Optionally, the first obtaining module 202 is further configured to obtain a parameter type and a parameter name from the key value pair.
The storage module is further configured to store the target data according to the data storage format of the parameter type and the parameter name.
In the data obtaining apparatus depicted in fig. 2, a data obtaining request may be received, where the data obtaining request carries a keyword and a file to be read; further, according to the keywords, obtaining extensible markup language files corresponding to the keywords from a cache; further, a hypertext markup language parser is used for parsing the extensible markup language file to obtain configuration information of each type of data in the extensible markup language file; furthermore, a preset key is obtained from the configuration information, and a key value pair is obtained according to the configuration information and the preset key; reading the key-value pair into a cache; and determining a data reading format according to the key value pair, and reading target data from the file to be read according to the data reading format. It can be seen that, in the present invention, an xml file may be stored in a cache in advance, when target data in a file to be read needs to be obtained, the xml file in the cache may be loaded, and the xml file is parsed by a html parser to obtain configuration information and key value pairs, and the key value pairs are read into the cache, and the target data in the file to be read is read according to the key value pairs.

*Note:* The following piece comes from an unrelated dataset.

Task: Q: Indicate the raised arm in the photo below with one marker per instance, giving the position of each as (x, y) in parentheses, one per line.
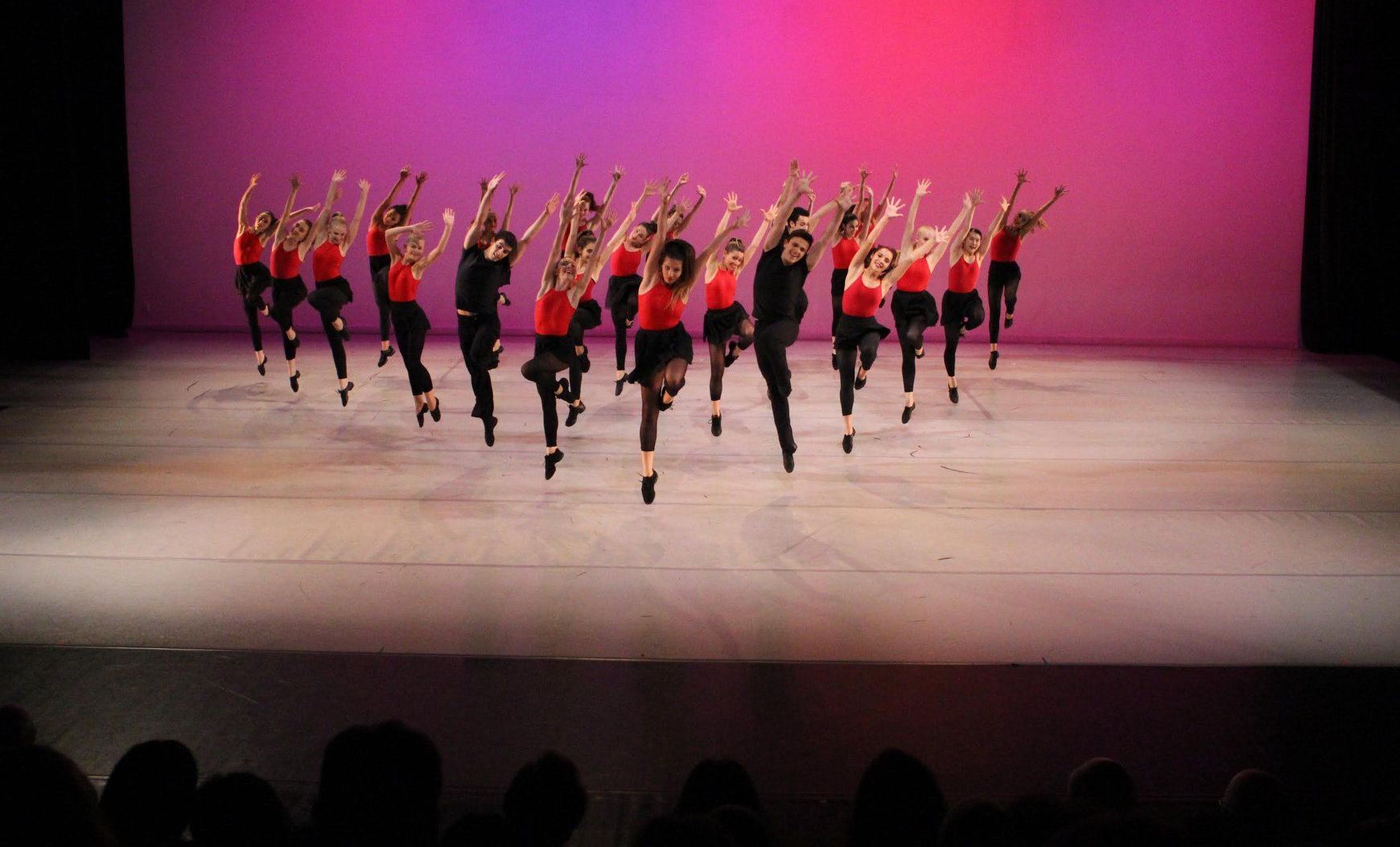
(355, 223)
(242, 204)
(377, 219)
(473, 232)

Fig. 3 is a schematic structural diagram of an electronic device implementing a data acquisition method according to a preferred embodiment of the invention. The electronic device 3 comprises a memory 31, at least one processor 32, a computer program 33 stored in the memory 31 and executable on the at least one processor 32, and at least one communication bus 34.
Those skilled in the art will appreciate that the schematic diagram shown in fig. 3 is merely an example of the electronic device 3, and does not constitute a limitation of the electronic device 3, and may include more or less components than those shown, or combine some components, or different components, for example, the electronic device 3 may further include an input/output device, a network access device, and the like.
The electronic device 3 may also include, but is not limited to, any electronic product that can interact with a user through a keyboard, a mouse, a remote controller, a touch panel, or a voice control device, for example, a Personal computer, a tablet computer, a smart phone, a Personal Digital Assistant (PDA), a game machine, an Internet Protocol Television (IPTV), an intelligent wearable device, and the like. The Network where the electronic device 3 is located includes, but is not limited to, the internet, a wide area Network, a metropolitan area Network, a local area Network, a Virtual Private Network (VPN), and the like.
The at least one Processor 32 may be a Central Processing Unit (CPU), other general purpose Processor, a Digital Signal Processor (DSP), an Application Specific Integrated Circuit (ASIC), a Field Programmable Gate Array (FPGA) or other Programmable logic device, discrete Gate or transistor logic, discrete hardware components, etc. The processor 32 may be a microprocessor or the processor 32 may be any conventional processor or the like, and the processor 32 is a control center of the electronic device 3 and connects various parts of the whole electronic device 3 by various interfaces and lines.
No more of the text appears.